Forestry bills spur activists' pressure

By Frank Fisher, The Associated Press -- AUGUSTA - A coalition of environmental groups used a boisterous press conference at the Capitol on Monday to ensure legislators knew how they felt about rival forestry bills coming up for a vote.

 

The question of how to manage millions of acres of Maine woods landed in the Legislature after voters in a referendum last November defeated the Compact for Maine's Forests, a set of reforms backed by Gov. Angus King, the paper industry, the Natural Resources Council of Maine and the Maine Audubon Society.

 

Lawmakers have been caught between two contending forces: those who believe more needs to be done to protect the Maine woods, and those who want less government regulation. Hanging over the heads of policy-makers is the threat that no matter what law they come up with, it may trigger a people's veto or referendum.

 

Anti-clear-cutting activist Jonathan Carter urged the Legislature to pass a bill that won only minority support in the Agriculture, Conservation and Forestry Committee last week.

 

The bill would reduce the maximum size of clear-cuts and limit the total amount of acreage Maine's 15 largest landowners could clear in a given year. Permits would be required for clear-cutting, and it would have to be proved that such cuts are necessary and will cause no ecological damage. A mandatory audit also would help ensure landowners grow more trees than they cut, supporters say.

 

"We've been through two statewide initiatives, initiatives which were meant to make the wind blow like hell so that the legislators who are weather vanes would point in the right direction," Carter said as about three dozen sign-waving supporters cheered and applauded.

 

"Unfortunately, the Agriculture, Conservation and Forestry Committee weather vane seems to be rusted in place," he said.

 

Most of the committee has recommended the Legislature pass an opposing bill that would require landowners to leave more uncut trees around a clear-cut and submit a management plan for clear-cuts larger than 35 acres. But the main thrust of the bill is to order the Forest Service to do an annual census of the woods, conduct more frequent studies and set benchmarks for logging companies to meet.

 

King and the paper industry support the plan.

 

"I think what they did is good work considering the contending forces and where we were coming out of last fall's vote," said King, who has often complained about a lack of reliable forest data.

 

Jeff Toorish, president of the Maine Pulp and Paper Association, said his organization was not "terribly thrilled" with some parts of the bill, but it was "meaningful legislation" the group could support.

 

Carter and environmental groups, including the Natural Resources Council of Maine, the Sierra Club and the Maine Audubon Society, say the majority bill does nothing to restrict clear-cutting.

 

Private property activists like Mary Adams of Garland say Maine already has some of the strictest forest laws in the nation.

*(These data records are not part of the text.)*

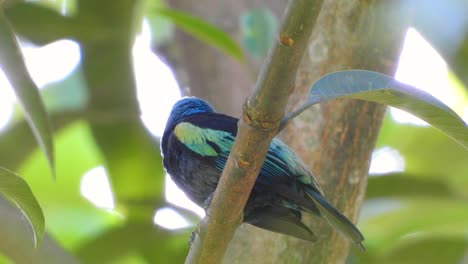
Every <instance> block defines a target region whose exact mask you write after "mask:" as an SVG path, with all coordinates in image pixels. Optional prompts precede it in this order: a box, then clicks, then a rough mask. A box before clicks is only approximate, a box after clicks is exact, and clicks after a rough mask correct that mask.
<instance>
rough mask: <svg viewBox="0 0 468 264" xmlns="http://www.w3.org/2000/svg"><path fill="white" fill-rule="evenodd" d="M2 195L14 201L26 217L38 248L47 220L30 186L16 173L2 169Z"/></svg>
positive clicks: (35, 243) (34, 242) (1, 185)
mask: <svg viewBox="0 0 468 264" xmlns="http://www.w3.org/2000/svg"><path fill="white" fill-rule="evenodd" d="M0 193H2V194H3V195H5V197H7V198H8V199H9V200H11V201H13V202H14V203H15V204H16V205H17V206H18V207H19V208H20V209H21V211H22V212H23V214H24V215H25V216H26V218H27V219H28V221H29V223H30V224H31V227H32V229H33V231H34V244H35V246H36V247H37V246H38V245H39V243H40V241H41V239H42V237H43V235H44V229H45V220H44V214H43V213H42V209H41V206H40V205H39V203H38V202H37V200H36V197H34V194H33V193H32V191H31V189H30V188H29V185H28V184H27V183H26V182H25V181H24V180H23V178H21V177H20V176H18V175H16V174H15V173H14V172H11V171H9V170H7V169H5V168H2V167H0Z"/></svg>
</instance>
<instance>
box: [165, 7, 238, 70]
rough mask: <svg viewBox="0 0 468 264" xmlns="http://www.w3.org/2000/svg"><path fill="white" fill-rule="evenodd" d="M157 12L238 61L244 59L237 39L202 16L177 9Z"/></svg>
mask: <svg viewBox="0 0 468 264" xmlns="http://www.w3.org/2000/svg"><path fill="white" fill-rule="evenodd" d="M157 13H158V14H159V15H161V16H164V17H166V18H168V19H170V20H171V21H172V22H173V23H174V24H176V25H177V26H178V27H180V28H181V29H182V30H184V31H186V32H187V33H189V34H192V35H193V36H194V37H196V38H198V39H200V40H201V41H204V42H206V43H207V44H209V45H211V46H213V47H216V48H218V49H220V50H221V51H223V52H224V53H226V54H227V55H229V56H231V57H232V58H234V59H236V60H238V61H242V60H243V56H244V55H243V53H242V49H241V48H240V47H239V45H238V44H237V43H236V41H235V40H233V39H232V38H231V37H230V36H229V35H228V34H226V33H225V32H224V31H222V30H221V29H219V28H217V27H216V26H213V25H212V24H210V23H208V22H206V21H204V20H202V19H200V18H197V17H194V16H192V15H190V14H187V13H183V12H180V11H176V10H171V9H158V11H157Z"/></svg>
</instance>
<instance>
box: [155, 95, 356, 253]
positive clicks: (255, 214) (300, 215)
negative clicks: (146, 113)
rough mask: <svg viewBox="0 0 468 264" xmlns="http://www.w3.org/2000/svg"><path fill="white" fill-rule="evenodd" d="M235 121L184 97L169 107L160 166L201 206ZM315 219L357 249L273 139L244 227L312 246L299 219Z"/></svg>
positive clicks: (198, 102)
mask: <svg viewBox="0 0 468 264" xmlns="http://www.w3.org/2000/svg"><path fill="white" fill-rule="evenodd" d="M237 121H238V119H236V118H233V117H230V116H227V115H223V114H219V113H216V112H215V110H214V109H213V107H211V106H210V105H209V104H208V103H206V102H205V101H203V100H201V99H198V98H195V97H188V98H183V99H181V100H179V101H178V102H177V103H176V104H175V105H174V107H173V109H172V111H171V114H170V116H169V119H168V121H167V124H166V128H165V130H164V134H163V137H162V140H161V150H162V154H163V163H164V167H165V169H166V171H167V172H168V173H169V174H170V175H171V177H172V179H173V180H174V182H175V183H176V184H177V185H178V186H179V187H180V188H181V189H182V190H183V191H184V192H185V193H186V194H187V196H188V197H189V198H190V199H192V200H193V201H194V202H195V203H197V204H198V205H200V206H206V205H208V204H209V202H210V197H211V194H212V193H213V192H214V190H215V188H216V186H217V184H218V181H219V177H220V176H221V172H222V171H223V169H224V166H225V164H226V161H227V158H228V156H229V153H230V151H231V148H232V145H233V144H234V140H235V138H236V135H237ZM304 212H305V213H309V214H313V215H316V216H318V217H320V218H322V219H324V220H325V221H326V222H328V223H329V224H330V226H332V227H333V228H335V229H336V230H338V231H339V232H340V233H342V234H343V235H345V236H346V237H347V238H349V239H350V240H351V241H353V242H354V243H356V244H357V245H358V246H359V247H361V248H362V244H361V243H362V241H363V240H364V237H363V236H362V234H361V233H360V232H359V230H358V229H357V228H356V227H355V226H354V224H353V223H352V222H351V221H350V220H348V219H347V218H346V217H345V216H344V215H343V214H341V213H340V212H339V211H338V210H337V209H336V208H335V207H333V205H331V204H330V203H329V202H328V201H327V200H326V199H325V197H324V196H323V192H322V191H321V189H320V187H319V186H318V184H317V182H316V180H315V178H314V176H313V175H312V174H311V172H310V171H309V170H308V169H307V166H306V165H305V164H304V163H303V162H302V161H301V159H300V158H299V157H298V156H297V155H296V154H294V152H293V151H292V150H291V149H290V148H288V146H286V145H285V144H284V143H283V142H282V141H281V140H279V139H277V138H275V139H273V141H272V143H271V145H270V147H269V149H268V153H267V157H266V159H265V162H264V164H263V166H262V168H261V169H260V173H259V175H258V178H257V180H256V183H255V185H254V188H253V190H252V192H251V194H250V196H249V199H248V201H247V204H246V206H245V209H244V222H245V223H248V224H252V225H254V226H257V227H259V228H263V229H266V230H269V231H273V232H277V233H281V234H285V235H290V236H294V237H296V238H299V239H303V240H307V241H315V240H316V237H315V235H314V233H313V232H312V230H311V229H310V228H309V227H308V226H306V225H305V224H304V223H303V222H302V213H304Z"/></svg>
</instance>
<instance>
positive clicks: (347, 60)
mask: <svg viewBox="0 0 468 264" xmlns="http://www.w3.org/2000/svg"><path fill="white" fill-rule="evenodd" d="M172 2H173V3H178V4H180V5H185V7H187V6H189V7H192V8H193V9H190V8H189V9H188V10H190V11H191V10H195V9H196V8H195V7H193V6H190V4H187V3H186V2H187V1H185V0H178V1H172ZM188 2H190V1H188ZM215 2H216V3H217V4H216V5H217V6H218V7H216V8H214V9H213V8H210V11H206V12H205V13H204V12H201V13H196V14H198V15H200V16H202V17H204V18H205V19H208V20H212V22H216V19H219V18H220V17H223V14H224V15H225V13H222V10H226V9H225V5H227V6H230V5H233V2H232V1H228V2H229V3H230V4H227V3H224V1H223V2H218V1H215ZM183 3H185V4H183ZM398 4H399V3H398V1H391V2H390V1H374V0H352V1H346V2H345V3H344V2H343V1H337V0H328V1H325V3H324V5H323V7H322V12H321V14H320V17H319V20H318V22H317V27H316V29H315V30H314V34H313V37H312V38H311V40H310V44H309V51H308V53H307V54H305V56H304V58H303V62H302V66H301V69H300V71H299V74H298V76H297V81H296V90H295V93H294V94H293V96H292V99H291V102H290V110H293V109H295V108H296V107H297V106H298V105H300V104H301V103H302V102H303V101H305V99H306V98H307V92H308V90H309V88H310V87H311V85H312V83H313V82H314V81H315V80H317V79H318V78H319V77H320V76H322V75H324V74H326V73H329V72H332V71H336V70H343V69H353V68H354V69H369V70H375V71H379V72H384V73H387V74H390V75H392V74H393V73H394V71H395V68H396V64H397V59H398V55H399V51H400V47H401V44H402V40H403V37H404V33H405V31H406V26H407V23H406V22H407V18H408V17H407V16H406V11H405V12H403V10H399V9H398V8H397V7H398V6H399V5H398ZM197 6H200V5H197ZM203 6H205V7H206V6H209V4H208V5H203ZM220 6H223V8H221V7H220ZM231 9H232V10H236V9H233V8H231ZM217 10H220V11H219V12H221V14H220V13H219V12H217ZM197 12H200V10H198V11H197ZM235 14H236V13H235V12H233V14H232V16H234V18H235ZM237 16H238V14H237ZM231 19H233V17H231ZM184 38H188V37H187V36H185V37H184ZM179 41H180V39H179ZM182 43H183V44H182V45H183V46H181V44H178V48H181V49H182V50H184V49H185V52H181V54H185V55H184V56H185V61H184V62H183V63H176V64H173V66H174V65H175V67H176V74H177V73H180V72H181V71H183V72H184V76H188V78H185V79H183V80H185V81H188V83H187V85H188V86H190V87H191V88H192V90H191V94H194V95H197V96H202V97H204V98H206V99H208V100H211V101H212V102H214V103H215V105H217V106H224V107H218V109H221V111H223V110H224V111H225V112H227V113H230V114H236V113H238V112H239V110H236V109H240V106H241V105H242V102H243V100H244V97H245V95H246V90H245V89H246V88H250V84H251V81H250V79H249V78H248V77H247V75H246V74H245V70H244V69H241V68H239V67H240V66H239V65H235V68H236V69H235V70H233V69H230V70H229V71H228V70H226V67H231V66H233V65H232V64H231V66H227V64H226V63H228V64H229V62H226V58H220V57H219V56H220V55H219V54H218V57H217V58H213V57H211V56H208V55H206V54H210V53H213V52H214V51H212V50H211V51H209V52H208V51H206V50H209V49H212V48H209V47H207V46H204V44H200V43H198V44H196V45H198V46H196V47H197V48H196V49H197V50H198V51H197V54H198V55H195V54H194V53H193V49H194V48H193V47H188V46H189V44H188V43H187V40H185V42H182ZM190 50H192V51H190ZM202 50H204V51H202ZM188 54H192V55H194V56H196V58H197V59H194V58H193V57H192V58H190V59H188V58H186V57H187V56H188ZM202 54H204V55H203V56H207V57H206V58H208V59H205V58H204V57H200V56H202ZM221 57H223V56H221ZM179 58H180V54H179ZM191 60H192V61H191ZM197 61H198V63H200V62H203V64H204V65H203V67H209V68H210V69H205V70H202V69H200V68H195V67H193V66H190V65H187V64H194V63H195V64H196V63H197ZM232 71H236V72H240V73H242V74H241V75H242V76H243V77H239V76H240V75H236V74H233V72H232ZM233 78H234V79H233ZM236 85H241V86H240V88H239V87H238V86H236ZM243 85H247V86H248V87H246V86H243ZM233 87H237V88H233ZM384 110H385V108H384V106H381V105H376V104H373V103H368V102H363V101H356V100H339V101H333V102H330V103H326V104H322V105H319V106H316V107H314V108H312V109H311V110H308V111H307V112H306V113H304V114H302V115H301V116H299V117H298V118H297V119H296V120H294V121H293V122H292V124H291V125H290V126H289V127H288V128H287V129H286V130H285V131H284V133H283V134H282V135H281V136H282V137H283V139H284V140H285V141H286V143H288V145H290V146H291V147H292V148H293V149H294V150H295V151H296V152H297V153H298V154H299V155H300V156H301V157H302V158H303V159H304V160H305V161H306V163H308V164H310V165H311V170H312V171H313V172H314V173H315V174H316V175H317V178H318V180H319V182H320V184H321V186H322V187H323V189H324V192H325V195H326V197H327V198H328V199H329V200H330V201H331V202H332V203H333V204H335V205H336V206H337V207H338V208H339V209H340V210H341V211H343V212H344V213H345V214H346V215H347V216H349V217H350V218H351V219H353V220H356V219H357V216H358V212H359V208H360V206H361V203H362V200H363V198H364V192H365V187H366V184H367V172H368V168H369V158H370V155H371V152H372V150H373V148H374V145H375V141H376V139H377V136H378V132H379V128H380V123H381V120H382V117H383V114H384ZM309 218H310V217H307V222H308V224H309V225H310V226H311V227H312V229H313V230H314V231H315V232H316V233H317V235H318V238H319V241H318V242H317V243H316V244H310V243H308V242H304V241H300V240H297V239H295V238H291V237H286V236H283V235H279V234H274V233H271V232H267V231H264V230H260V229H258V228H255V227H252V226H249V225H242V226H241V227H240V228H239V229H238V231H237V232H236V235H235V238H234V240H233V241H232V242H231V244H230V247H229V250H228V252H227V254H226V256H225V258H224V260H225V261H224V262H225V263H343V262H344V260H345V258H346V256H347V254H348V243H347V242H346V241H345V240H344V239H343V238H342V237H341V236H340V235H338V234H335V233H334V232H332V231H331V229H330V228H329V227H328V226H327V225H326V224H324V223H322V222H321V221H319V220H317V219H312V218H310V219H309Z"/></svg>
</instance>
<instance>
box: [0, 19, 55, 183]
mask: <svg viewBox="0 0 468 264" xmlns="http://www.w3.org/2000/svg"><path fill="white" fill-rule="evenodd" d="M0 67H1V68H2V69H3V71H4V72H5V73H6V75H7V77H8V80H9V81H10V82H11V84H12V85H13V88H14V90H15V94H16V96H17V97H18V100H19V102H20V104H21V106H22V108H23V110H24V112H25V116H26V119H27V121H28V123H29V125H30V126H31V128H32V130H33V133H34V136H35V137H36V140H37V141H38V142H39V146H40V147H41V149H42V150H43V151H44V153H45V155H46V157H47V159H48V162H49V166H50V169H51V172H52V176H53V177H55V173H54V146H53V141H52V129H51V127H50V124H49V117H48V116H47V112H46V110H45V107H44V103H43V102H42V99H41V96H40V94H39V89H38V88H37V87H36V85H35V84H34V82H33V81H32V79H31V77H30V76H29V73H28V71H27V70H26V66H25V64H24V61H23V58H22V56H21V51H20V49H19V47H18V43H17V40H16V37H15V35H14V34H13V32H12V31H11V28H10V26H9V23H8V21H7V20H6V18H5V16H4V14H3V12H2V11H1V10H0Z"/></svg>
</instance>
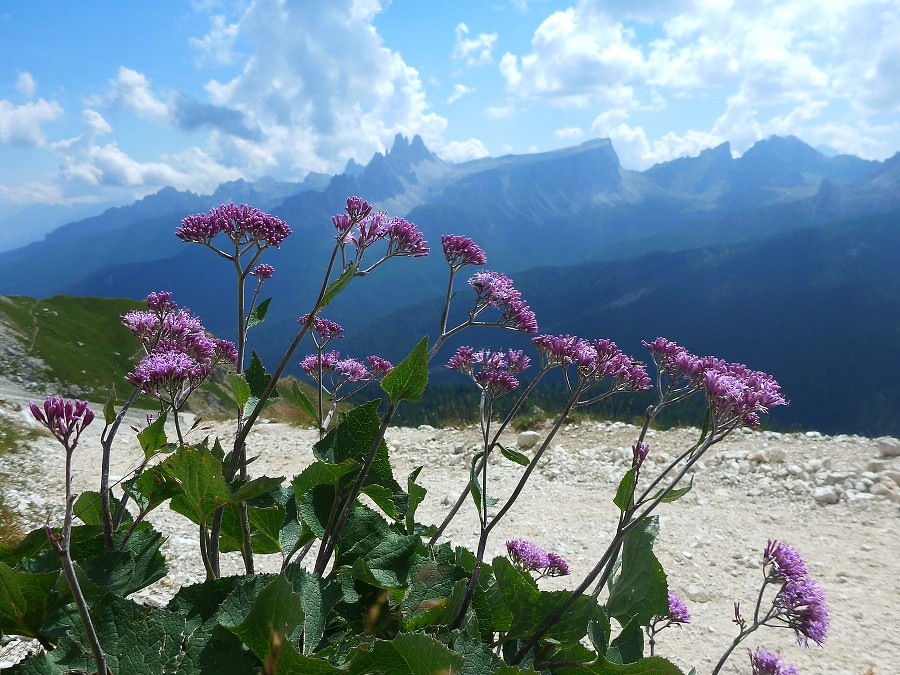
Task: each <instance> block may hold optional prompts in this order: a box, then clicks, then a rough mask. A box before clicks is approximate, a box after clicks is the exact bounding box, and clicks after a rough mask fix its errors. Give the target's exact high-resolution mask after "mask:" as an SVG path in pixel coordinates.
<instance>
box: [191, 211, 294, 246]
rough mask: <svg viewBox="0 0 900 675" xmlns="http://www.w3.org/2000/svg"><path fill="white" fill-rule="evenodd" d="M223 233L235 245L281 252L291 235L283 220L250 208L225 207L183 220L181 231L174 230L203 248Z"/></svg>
mask: <svg viewBox="0 0 900 675" xmlns="http://www.w3.org/2000/svg"><path fill="white" fill-rule="evenodd" d="M222 232H224V233H225V235H226V236H227V237H228V238H229V239H231V240H232V241H233V242H234V243H235V244H236V245H243V244H249V243H251V242H254V243H256V244H257V245H259V246H261V247H263V248H264V247H266V246H274V247H275V248H278V247H280V246H281V242H283V241H284V240H285V239H286V238H287V237H288V236H289V235H290V234H291V228H290V227H289V226H288V224H287V223H285V222H284V221H283V220H281V219H279V218H276V217H275V216H273V215H270V214H268V213H263V212H262V211H260V210H259V209H257V208H255V207H252V206H248V205H247V204H241V205H240V206H238V205H235V204H222V206H220V207H218V208H215V209H211V210H210V212H209V213H198V214H195V215H191V216H187V217H186V218H183V219H182V221H181V227H179V228H178V229H177V230H175V234H176V236H178V238H179V239H181V240H182V241H187V242H197V243H201V244H209V243H210V242H211V241H212V240H213V238H215V237H216V236H217V235H218V234H220V233H222Z"/></svg>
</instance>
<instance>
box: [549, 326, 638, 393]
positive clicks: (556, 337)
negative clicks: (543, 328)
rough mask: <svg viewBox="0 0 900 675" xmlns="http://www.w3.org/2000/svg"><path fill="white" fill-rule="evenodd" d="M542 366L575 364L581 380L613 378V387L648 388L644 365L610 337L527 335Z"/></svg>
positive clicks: (630, 389)
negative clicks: (601, 338) (613, 340)
mask: <svg viewBox="0 0 900 675" xmlns="http://www.w3.org/2000/svg"><path fill="white" fill-rule="evenodd" d="M531 341H532V343H534V346H535V347H536V348H537V350H538V352H539V353H540V355H541V363H542V365H543V367H544V368H552V367H554V366H560V367H562V368H566V367H568V366H575V368H576V369H577V370H578V376H579V378H581V379H582V381H585V382H588V383H592V382H598V381H600V380H602V379H605V378H611V379H612V380H613V389H614V390H616V391H640V390H643V389H650V388H651V383H650V377H649V376H648V375H647V370H646V369H645V368H644V366H643V365H642V364H641V363H639V362H637V361H635V360H634V359H632V358H631V357H629V356H628V355H626V354H625V353H623V352H622V350H620V349H619V348H618V347H617V346H616V343H615V342H613V341H612V340H607V339H600V340H594V341H592V342H588V341H587V340H584V339H582V338H579V337H577V336H575V335H538V336H537V337H534V338H532V339H531Z"/></svg>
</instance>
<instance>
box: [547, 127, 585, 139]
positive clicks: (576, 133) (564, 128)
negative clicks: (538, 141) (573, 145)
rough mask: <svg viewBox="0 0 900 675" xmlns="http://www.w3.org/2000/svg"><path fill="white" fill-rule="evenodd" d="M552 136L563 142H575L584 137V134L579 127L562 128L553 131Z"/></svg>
mask: <svg viewBox="0 0 900 675" xmlns="http://www.w3.org/2000/svg"><path fill="white" fill-rule="evenodd" d="M553 135H554V136H556V137H557V138H562V139H564V140H575V139H578V138H581V137H582V136H584V132H583V131H582V130H581V129H580V128H579V127H563V128H562V129H557V130H556V131H554V132H553Z"/></svg>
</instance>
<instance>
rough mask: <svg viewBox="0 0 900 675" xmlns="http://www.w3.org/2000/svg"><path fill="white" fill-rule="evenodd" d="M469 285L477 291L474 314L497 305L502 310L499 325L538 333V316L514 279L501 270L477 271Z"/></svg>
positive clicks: (497, 308)
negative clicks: (537, 320) (502, 273)
mask: <svg viewBox="0 0 900 675" xmlns="http://www.w3.org/2000/svg"><path fill="white" fill-rule="evenodd" d="M469 285H470V286H472V288H474V289H475V293H476V296H475V308H474V309H473V310H472V314H473V315H475V314H478V313H479V312H481V311H482V310H483V309H485V308H486V307H495V308H497V309H499V310H500V318H499V319H498V320H497V324H498V325H500V326H503V327H505V328H512V329H513V330H518V331H522V332H523V333H537V318H536V317H535V315H534V312H532V311H531V308H530V307H529V306H528V304H527V303H526V302H525V301H524V300H523V299H522V294H521V293H520V292H519V291H518V290H516V288H515V287H514V286H513V282H512V279H510V278H509V277H507V276H506V275H504V274H501V273H500V272H493V271H485V272H476V273H475V275H474V276H473V277H472V278H471V279H469Z"/></svg>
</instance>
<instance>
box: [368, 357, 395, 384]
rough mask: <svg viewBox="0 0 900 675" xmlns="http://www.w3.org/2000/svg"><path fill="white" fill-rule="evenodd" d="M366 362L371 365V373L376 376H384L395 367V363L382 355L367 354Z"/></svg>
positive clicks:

She angrily condemns what she calls a radical environmental agenda trying to foist extreme clear-cutting bans, despite losing at the polls.

 

"We are right on the edge, the cutting edge, too far out on the edge, in regulations," Adams said. "It's hurting our business climate, it's hurting our attractiveness for doing commerce, and these people want to give us more of what we have too much of."

 

Rep. George Bunker, the forest committee's co-chairman, said the majority report would help the state get more accurate information and therefore make better policy.

 

"I guess if Mary Adams and Jonathan Carter are both mad at me, then the committee must have done an excellent job," the Kossuth Township Democrat said.

 

Voters in November rejected the compact 53 percent to 47 percent, marking the end of a two-year referendum battle that was the most expensive in Maine's history.

 

Under provisions of the failed proposal, the maximum size of clear-cuts would be reduced from 250 acres to 75 acres. Owners of more than 100,000 acres could not clear-cut more than 1 percent of their property annually.

 

Despite the compact's defeat, large landowners said they would still voluntarily limit their clear-cuts.